Your Questions About How Much Does Happy Wheels Cost

Steven asks…

Should I change the drive ratio on my Harley for highway use?

My ’02 Sportster 1200 is my commuter, 90% of the time above 60mph on highways (although no need to go past 85 max when passing) and at 75mph it runs about 3200rpm which seems fast… the engine seems like it would be happier around 2500rpm for cruising. I was thinking about putting a smaller rear wheel pulley on, to get better efficiency and run my engine at lower RPMs to be easier on it. Of course this would change all the ratios, but I don’t need as much acceleration as this bike is currently geared to offer.

What is a good RPM for a Harley to cruise at 70mph? I mean if the engine is happy running 3500rpm with very little load… that’s fine, but i figure you want a lower rpm with low/modest load. I drive a manual car and it seems to have a much lower cruising RPM, making me think my harley is just overall geared too low.

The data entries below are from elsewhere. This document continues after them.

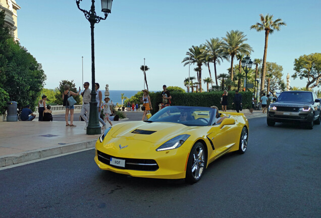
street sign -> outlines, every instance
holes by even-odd
[[[246,88],[253,88],[253,87],[254,87],[254,84],[253,83],[247,83],[247,84],[246,84]]]

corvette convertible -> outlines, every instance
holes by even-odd
[[[226,117],[217,124],[220,117]],[[121,123],[105,130],[96,143],[94,159],[101,169],[117,173],[185,178],[193,183],[223,154],[244,153],[248,129],[243,114],[170,106],[147,121]]]

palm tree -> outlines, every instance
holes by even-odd
[[[265,82],[265,72],[266,70],[266,52],[268,51],[268,41],[269,40],[269,34],[272,34],[274,30],[280,31],[281,26],[286,26],[286,24],[282,19],[279,18],[273,21],[273,15],[269,15],[269,14],[264,16],[261,14],[260,16],[261,23],[257,22],[255,24],[251,26],[251,29],[255,29],[257,32],[265,31],[265,38],[264,46],[264,53],[263,55],[263,63],[262,64],[262,74],[261,74],[261,86],[260,95],[264,92],[264,83]]]
[[[185,58],[182,63],[185,62],[184,66],[185,66],[190,63],[192,64],[196,63],[198,67],[198,83],[199,83],[199,89],[202,90],[202,65],[205,62],[206,52],[205,45],[200,45],[198,46],[192,46],[191,48],[188,49],[189,51],[186,52],[187,57]]]
[[[123,107],[123,102],[124,102],[124,99],[127,99],[127,98],[128,98],[127,97],[124,96],[124,95],[125,94],[125,93],[121,93],[121,95],[122,95],[122,96],[121,97],[121,98],[122,99],[122,107]]]
[[[206,83],[207,86],[207,92],[208,92],[208,83],[211,83],[213,82],[213,80],[210,77],[207,77],[203,80],[204,83]]]
[[[221,86],[222,86],[222,90],[224,90],[224,82],[225,80],[229,77],[229,75],[227,74],[221,74],[218,76],[218,79],[222,79],[221,82]]]
[[[206,47],[206,50],[207,52],[207,56],[210,57],[210,60],[211,62],[214,64],[214,72],[215,73],[215,82],[216,82],[216,85],[218,85],[218,76],[217,72],[216,70],[216,64],[221,64],[221,61],[223,61],[223,58],[226,58],[223,53],[223,50],[222,48],[222,40],[219,38],[211,38],[209,41],[206,40],[206,43],[205,44],[205,46]],[[209,66],[208,66],[208,70],[209,70]],[[209,76],[211,78],[210,76],[210,73]]]
[[[142,65],[140,66],[140,70],[144,72],[144,78],[145,79],[145,83],[146,83],[146,87],[147,88],[147,90],[148,90],[148,85],[147,84],[147,79],[146,78],[146,71],[149,70],[149,68],[147,66],[147,65]]]
[[[226,56],[231,56],[231,80],[233,81],[233,61],[234,57],[238,53],[247,54],[253,51],[252,47],[248,44],[244,43],[247,40],[243,32],[239,30],[231,30],[226,33],[226,36],[223,37],[222,48],[223,53]]]

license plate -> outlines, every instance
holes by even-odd
[[[125,167],[125,160],[111,157],[111,165],[117,167]]]

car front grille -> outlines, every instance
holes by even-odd
[[[153,159],[134,159],[115,157],[103,153],[98,150],[97,150],[97,155],[99,161],[115,168],[142,171],[155,171],[159,168],[156,161]],[[111,165],[111,157],[125,160],[125,168]]]
[[[299,107],[286,107],[278,106],[277,107],[277,111],[287,112],[299,112]]]
[[[299,116],[285,116],[285,115],[276,115],[275,114],[269,114],[269,117],[271,118],[281,118],[284,119],[289,119],[289,120],[306,120],[307,119],[307,116],[303,115]]]

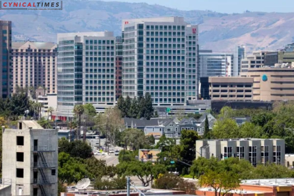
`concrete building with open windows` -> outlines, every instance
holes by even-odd
[[[238,157],[252,165],[269,162],[284,165],[285,141],[281,139],[238,138],[197,140],[196,158]]]
[[[73,117],[75,105],[97,112],[115,105],[116,37],[113,32],[58,33],[58,118]]]
[[[294,100],[294,68],[249,68],[241,76],[253,78],[253,100]]]
[[[209,77],[208,83],[212,100],[252,100],[252,77]]]
[[[122,31],[124,97],[148,92],[155,106],[179,107],[198,99],[198,25],[183,17],[124,19]]]
[[[11,179],[11,195],[57,195],[57,130],[22,120],[2,131],[2,180]]]
[[[0,20],[0,97],[5,99],[11,92],[11,21]]]

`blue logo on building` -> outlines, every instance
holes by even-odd
[[[262,81],[265,82],[268,80],[268,76],[266,76],[266,75],[265,74],[263,74],[262,76]]]

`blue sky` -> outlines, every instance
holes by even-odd
[[[116,0],[115,1],[144,2],[185,10],[209,10],[229,14],[243,13],[246,10],[268,12],[294,12],[293,0]]]

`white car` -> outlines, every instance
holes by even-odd
[[[103,155],[105,155],[105,153],[104,152],[101,153],[99,151],[98,151],[96,153],[95,153],[94,154],[94,155],[96,156],[103,156]]]

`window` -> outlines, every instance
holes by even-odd
[[[23,153],[16,153],[16,161],[24,162]]]
[[[18,146],[24,145],[24,136],[16,136],[16,145]]]
[[[237,146],[237,153],[236,155],[239,159],[244,159],[244,146]]]
[[[261,163],[265,164],[268,162],[268,146],[261,146]]]
[[[253,165],[256,165],[256,146],[249,146],[249,161]]]
[[[16,168],[16,177],[24,177],[24,169]]]
[[[232,146],[224,146],[223,147],[223,158],[224,159],[232,156]]]

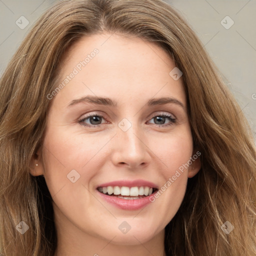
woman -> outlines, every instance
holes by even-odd
[[[256,255],[252,134],[166,3],[60,1],[0,86],[4,255]]]

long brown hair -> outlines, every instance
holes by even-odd
[[[38,20],[0,81],[0,250],[54,255],[57,238],[44,178],[30,173],[41,146],[60,60],[86,35],[116,32],[154,42],[183,73],[202,167],[166,227],[168,256],[256,255],[256,152],[243,113],[194,32],[160,0],[66,0]],[[24,221],[22,234],[16,226]],[[221,228],[229,222],[230,234]]]

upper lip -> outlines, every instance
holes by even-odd
[[[158,186],[157,185],[153,182],[144,180],[114,180],[100,184],[97,186],[97,188],[108,186],[128,186],[128,188],[132,188],[133,186],[148,186],[150,188],[158,189]]]

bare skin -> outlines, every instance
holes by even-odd
[[[99,51],[51,100],[44,146],[32,161],[38,166],[32,174],[44,176],[53,198],[54,256],[164,256],[164,227],[180,206],[188,178],[200,168],[198,158],[166,186],[195,154],[182,76],[170,76],[175,64],[158,46],[110,36],[84,38],[66,52],[60,83],[94,49]],[[117,105],[68,106],[86,96],[108,97]],[[176,100],[147,106],[162,97]],[[103,117],[94,122],[88,114]],[[166,114],[170,118],[156,118]],[[118,126],[123,118],[131,124],[126,132]],[[126,120],[122,124],[129,125]],[[74,182],[67,178],[73,170],[80,176]],[[120,209],[96,190],[100,184],[137,179],[167,188],[139,210]],[[118,228],[124,221],[131,228],[126,234]]]

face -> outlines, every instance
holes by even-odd
[[[200,164],[190,161],[186,96],[182,76],[169,74],[174,62],[152,43],[110,36],[82,38],[62,60],[65,86],[51,94],[34,174],[44,176],[62,234],[136,244],[163,234]]]

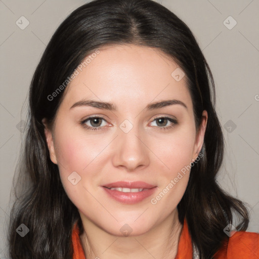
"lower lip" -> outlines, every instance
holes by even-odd
[[[103,187],[103,188],[110,197],[117,201],[122,203],[133,204],[140,202],[152,195],[155,192],[156,187],[138,192],[122,192],[116,190],[110,190],[106,187]]]

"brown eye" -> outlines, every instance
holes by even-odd
[[[154,122],[156,122],[156,123],[157,126],[159,128],[159,130],[170,128],[174,127],[178,123],[177,120],[168,117],[159,117],[158,118],[155,118],[151,123]],[[155,126],[155,125],[154,125]]]
[[[88,129],[94,131],[101,130],[105,126],[105,122],[103,122],[104,121],[107,123],[105,119],[102,117],[91,117],[81,121],[81,124]]]

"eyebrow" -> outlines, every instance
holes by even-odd
[[[176,99],[167,100],[160,102],[150,103],[147,105],[147,106],[144,108],[144,110],[155,110],[156,109],[163,108],[166,106],[176,104],[182,105],[188,110],[187,106],[184,103],[179,100]],[[103,110],[108,110],[110,111],[116,111],[117,110],[117,106],[112,103],[99,102],[90,100],[82,100],[79,101],[78,102],[76,102],[70,107],[70,109],[80,106],[90,106]]]

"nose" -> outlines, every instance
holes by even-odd
[[[144,167],[150,163],[146,138],[140,136],[138,127],[125,133],[118,129],[118,136],[114,145],[112,163],[116,167],[124,167],[127,171],[133,171],[138,167]]]

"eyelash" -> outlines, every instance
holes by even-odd
[[[100,126],[99,127],[91,127],[91,126],[88,126],[88,125],[86,125],[85,124],[85,122],[87,122],[88,120],[90,120],[91,119],[96,119],[96,118],[97,118],[97,119],[103,119],[104,120],[105,120],[105,121],[107,122],[106,120],[104,118],[103,118],[102,117],[101,117],[101,116],[93,116],[93,117],[90,117],[89,118],[88,118],[87,119],[86,119],[81,121],[80,122],[80,124],[82,125],[83,126],[85,127],[88,130],[90,130],[90,131],[97,131],[97,130],[101,130],[101,128],[103,127],[100,127]],[[167,120],[169,120],[170,122],[172,122],[173,124],[171,125],[171,126],[163,126],[163,127],[159,127],[158,126],[158,127],[159,128],[159,130],[169,130],[170,128],[172,128],[176,124],[177,124],[178,123],[178,122],[177,120],[174,119],[172,119],[171,118],[169,118],[168,117],[164,117],[164,116],[157,117],[156,118],[155,118],[152,120],[152,122],[153,122],[153,121],[155,121],[156,120],[158,120],[159,119],[161,119],[161,118],[165,119]]]

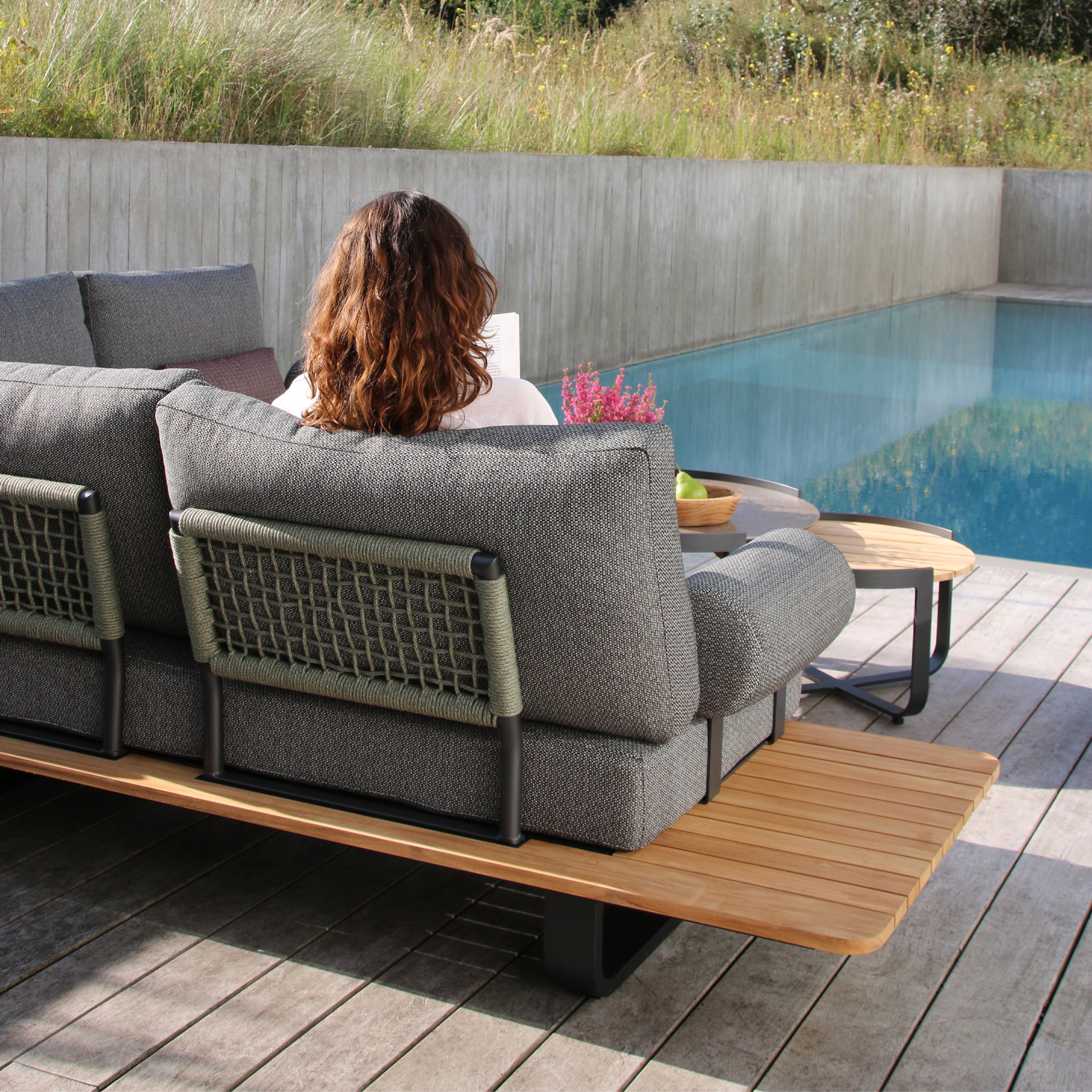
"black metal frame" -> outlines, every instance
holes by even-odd
[[[911,531],[924,531],[941,538],[953,537],[948,527],[940,527],[933,523],[918,523],[914,520],[888,519],[885,515],[820,512],[819,519],[843,520],[854,523],[883,523],[889,526],[909,527]],[[828,693],[831,690],[836,690],[868,709],[890,716],[891,723],[895,725],[902,724],[903,717],[914,716],[925,709],[925,704],[929,700],[929,676],[940,670],[951,649],[952,582],[941,580],[937,590],[937,638],[933,652],[929,652],[929,641],[933,636],[933,575],[931,569],[855,569],[853,578],[857,587],[914,589],[914,641],[910,656],[910,670],[883,672],[879,675],[850,676],[840,679],[811,665],[806,667],[804,673],[815,681],[805,684],[803,692]],[[865,687],[897,686],[902,682],[910,684],[910,697],[906,699],[906,704],[902,707],[867,693],[864,689]]]
[[[180,512],[171,512],[170,520],[178,533]],[[471,569],[478,580],[499,580],[503,566],[496,554],[475,554]],[[523,722],[520,716],[498,716],[500,733],[500,815],[496,826],[475,819],[460,819],[440,815],[412,804],[400,804],[379,796],[347,793],[337,790],[305,785],[295,781],[266,774],[236,770],[224,758],[224,684],[207,664],[201,664],[201,688],[204,700],[204,746],[202,781],[214,781],[236,788],[269,793],[304,804],[355,811],[377,819],[390,819],[413,827],[461,834],[503,845],[522,845],[526,835],[522,830],[523,792]]]
[[[736,762],[732,770],[738,770],[755,751],[769,744],[775,744],[785,734],[785,689],[782,687],[773,692],[773,724],[770,727],[770,735]],[[701,798],[702,804],[709,804],[716,796],[724,779],[728,775],[721,773],[721,767],[724,763],[724,717],[711,716],[707,724],[709,725],[709,747],[705,752],[705,795]],[[732,773],[732,770],[728,770],[728,773]]]
[[[103,510],[103,500],[97,489],[83,489],[76,500],[81,515],[97,515]],[[62,750],[79,751],[81,755],[96,755],[99,758],[118,759],[124,755],[121,744],[121,725],[124,719],[126,698],[126,653],[124,638],[100,640],[103,652],[103,736],[96,741],[94,736],[78,736],[56,724],[45,724],[23,717],[0,721],[0,735],[28,743],[48,744]]]
[[[678,924],[663,914],[547,891],[543,966],[569,989],[607,997]]]

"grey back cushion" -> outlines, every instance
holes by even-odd
[[[653,743],[691,723],[697,652],[666,426],[330,434],[201,382],[156,419],[176,508],[499,554],[527,719]]]
[[[253,265],[158,273],[82,273],[100,368],[215,360],[265,344]]]
[[[0,360],[95,367],[74,273],[0,284]]]
[[[93,486],[128,627],[186,634],[156,403],[192,370],[0,364],[0,473]]]

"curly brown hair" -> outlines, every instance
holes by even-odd
[[[450,209],[384,193],[341,229],[304,336],[316,401],[306,425],[418,436],[491,380],[482,327],[497,281]]]

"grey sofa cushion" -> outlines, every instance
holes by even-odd
[[[0,364],[0,472],[99,490],[126,626],[186,636],[155,406],[193,371]]]
[[[253,265],[80,275],[100,368],[158,368],[261,348]]]
[[[127,747],[173,758],[201,757],[201,675],[188,640],[126,633]],[[80,736],[103,733],[103,657],[47,641],[0,634],[0,719],[37,721]]]
[[[798,675],[842,631],[856,587],[809,531],[771,531],[687,579],[703,716],[735,713]]]
[[[0,360],[95,367],[74,273],[0,284]]]
[[[790,709],[798,697],[797,680]],[[725,773],[770,734],[772,705],[768,698],[725,719]],[[498,740],[488,728],[224,682],[229,765],[446,815],[496,820]],[[707,748],[704,721],[663,744],[527,722],[523,828],[640,848],[701,799]]]
[[[197,382],[156,418],[176,508],[498,553],[529,720],[654,743],[691,723],[697,653],[665,426],[328,434]]]

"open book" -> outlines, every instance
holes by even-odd
[[[489,363],[486,370],[490,376],[520,378],[520,317],[515,311],[492,314],[483,328],[483,336],[489,345]]]

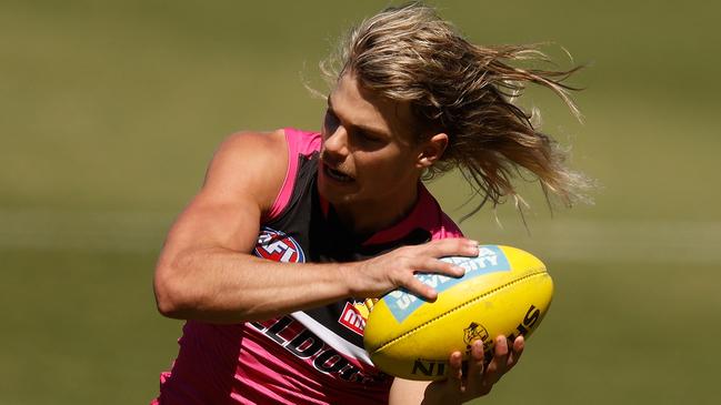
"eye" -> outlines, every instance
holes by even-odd
[[[326,119],[323,120],[323,125],[329,132],[334,132],[338,128],[338,117],[329,109],[326,109]]]
[[[360,139],[362,139],[363,141],[367,141],[367,142],[380,142],[381,141],[381,139],[378,138],[377,135],[373,135],[373,134],[368,133],[365,131],[357,131],[356,134],[358,135],[358,138],[360,138]]]

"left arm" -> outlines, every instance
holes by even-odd
[[[510,350],[505,337],[498,336],[493,358],[484,366],[483,343],[475,341],[471,348],[467,375],[462,372],[461,353],[454,352],[449,360],[448,378],[433,383],[395,378],[391,386],[389,404],[451,405],[487,395],[493,384],[518,363],[523,346],[523,336],[517,337]]]

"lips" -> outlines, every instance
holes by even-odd
[[[353,181],[352,176],[343,173],[338,169],[332,169],[326,163],[323,163],[323,173],[328,175],[330,179],[336,180],[337,182],[349,183]]]

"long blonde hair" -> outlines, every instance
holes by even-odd
[[[567,168],[567,151],[532,123],[514,101],[529,83],[550,89],[580,119],[563,83],[568,71],[522,69],[511,63],[549,62],[533,45],[475,45],[419,2],[389,8],[352,29],[338,52],[321,62],[331,80],[352,71],[361,85],[409,102],[419,141],[442,131],[449,144],[424,179],[458,168],[481,203],[519,201],[512,179],[525,173],[567,205],[589,182]],[[429,131],[429,129],[431,131]],[[522,200],[521,200],[522,201]]]

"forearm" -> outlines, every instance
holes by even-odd
[[[279,263],[222,247],[159,262],[156,296],[170,317],[238,323],[321,306],[350,295],[352,264]]]

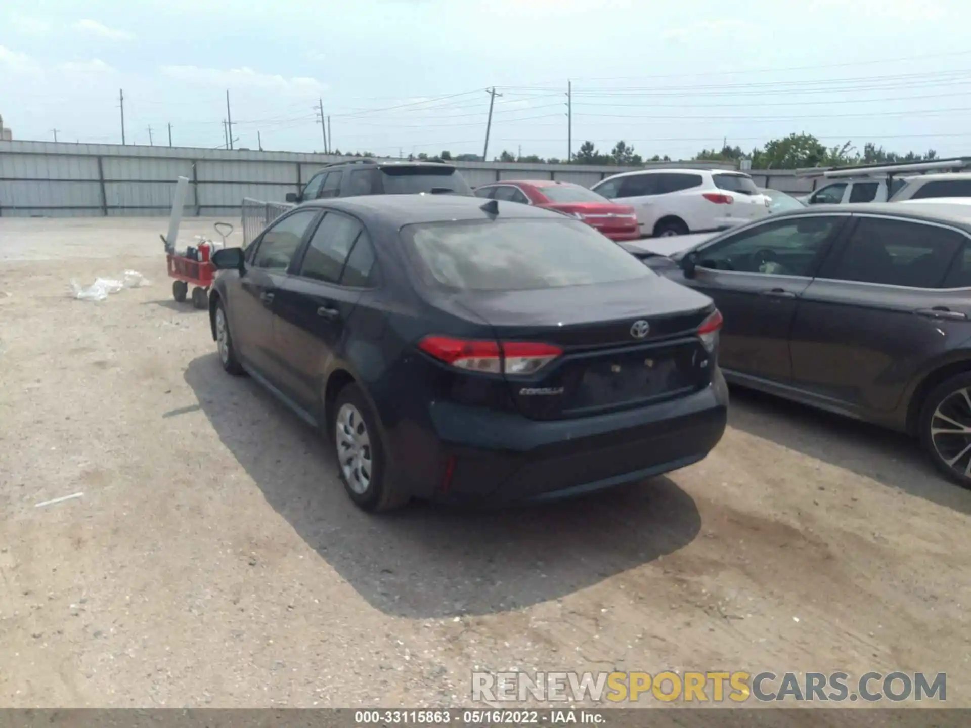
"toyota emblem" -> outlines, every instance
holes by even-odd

How much for a plain rear sprocket that is smaller? Can the stock belt be tightened enough, or does it need to be replaced? It has 12k miles so i doubt it is anywhere near worn out, and i don’t road trip with it so if it fails i’m not far from home.

6-speed conversion seems like at least 10 times the cost for only the advantage of not losing any acceleration.

admin answers:

My 1200 was about where yours is when it was on the highway. It’s a great RPM for that engine. It’s producing enough horsepower that it isn’t lugging, and when mine was stock, it was giving me about 57 mpg. That’s a sign of a happy engine running at an RPM that’s comfortable for it. If you manage to drop the engine out of its comfort zone, you will just be causing it to work harder than it should. There isn’t any benefit to reducing RPM just for the sake of dropping it. Plus, you will lose the ability to launch as hard as it should. You will have to downshift to pass or go up hills. That will be will be making your clutch work harder and more often.

If you want my $.02 based on years of riding, then I would tell you to just leave it alone. You will spend a good chunk of change and have less of a bike when you are done.